27/07/2026
Apesar da fragilidade que há em ser humano(a) e o cuidado que isso requer, uma frase do filme O Fabuloso destino de Amelie Pouilan, dita pelo pintor Raymond Dufayel nos lembra “Então, pequena Amélie, os teus ossos não são feitos de vidro. Podes levar algumas pancadas da vida”.
Nicholas Taleb defende que como humanos somos “antifrágil”.
Sem defender propriamente sua teoria trago um ponto que achei interessante: algumas coisas, como taças de vinho são frágeis, se não as protegermos elas podem quebrar, não suportam nenhuma intempérie, se caem da mesa, quebram. Outras coisas, no entanto, são capazes de atravessarem uma, duas, três quedas… Estas seriam antifrágeis, e para o Taleb as pessoas o são.

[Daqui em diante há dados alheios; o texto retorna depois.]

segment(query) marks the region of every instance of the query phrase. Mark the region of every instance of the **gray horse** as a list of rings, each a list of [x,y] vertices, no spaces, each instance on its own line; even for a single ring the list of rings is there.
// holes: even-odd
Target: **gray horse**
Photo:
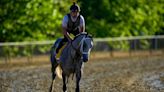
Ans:
[[[63,79],[63,92],[67,91],[66,80],[68,81],[70,74],[76,74],[75,92],[80,92],[79,82],[81,79],[82,65],[83,62],[89,60],[92,47],[92,37],[86,32],[83,32],[77,35],[72,42],[67,43],[66,47],[61,53],[59,62],[57,62],[53,52],[51,52],[52,83],[50,92],[52,91],[53,81],[56,74]]]

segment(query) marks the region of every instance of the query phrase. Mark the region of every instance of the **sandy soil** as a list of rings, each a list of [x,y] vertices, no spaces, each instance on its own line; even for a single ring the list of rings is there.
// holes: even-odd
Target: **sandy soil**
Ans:
[[[83,70],[81,92],[164,92],[163,56],[95,58]],[[74,92],[74,82],[70,77],[68,92]],[[0,68],[0,92],[48,92],[50,83],[49,62]],[[59,78],[54,92],[62,92]]]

A antifragilidade seria a propriedade que nos permitiria funcionar em um mundo imprevisível.
“árvores criadas numa estufa protegida às vezes não suportam o próprio peso e caem antes de atingir a maturidade” (Haidt, 2024, p.89)
Um exemplo de sistema antifrágil é nosso sistema imunológico, que exige como que exposição para se desenvolver. Logo, se não é eliminando tudo que é externo que aprimoramos nosso sistema imunológico, será que seria uma boa ideia eliminarmos todos os “gatilhos” da vida e evitarmos tudo que é externo e de nos afetar com alguma emoção julgada como negativa?
Essa não é uma publicação sobre não necessitarmos de cuidado e limites ou sobre termos que “aprender” com o que foi péssimo ou com o que tem como responsáveis terceiras pessoas.
É muito mais um convite e uma lembrança de que podemos também nos arriscar a viver e a nos frustrar, a nos decepcionar e por que não, então, a nos refazer.
Privar-se de determinados desconfortos e riscos pode nos impedir de “desenvolver algumas habilidades, autocontrole, tolerância a frustração e autogerenciamento emocional” (Haidt, 2024) ou dizendo de um outro jeito: pode nos privar de experienciar a vida, sua delícias, dores e possibilidades.
Ingrid Rocha
CRP 17/3564
Referências:
HAIDT, J. A geração ansiosa. São Paulo: Companhia das Letras, 2024.
Le fabuleux destin d’Amélie Poulain. JEUNET, J.-P. 2001.
TALEB, N. N. Anti-frágil: Coisas que se beneficiam com o caos. Rio de Janeiro: Objetiva, 2020.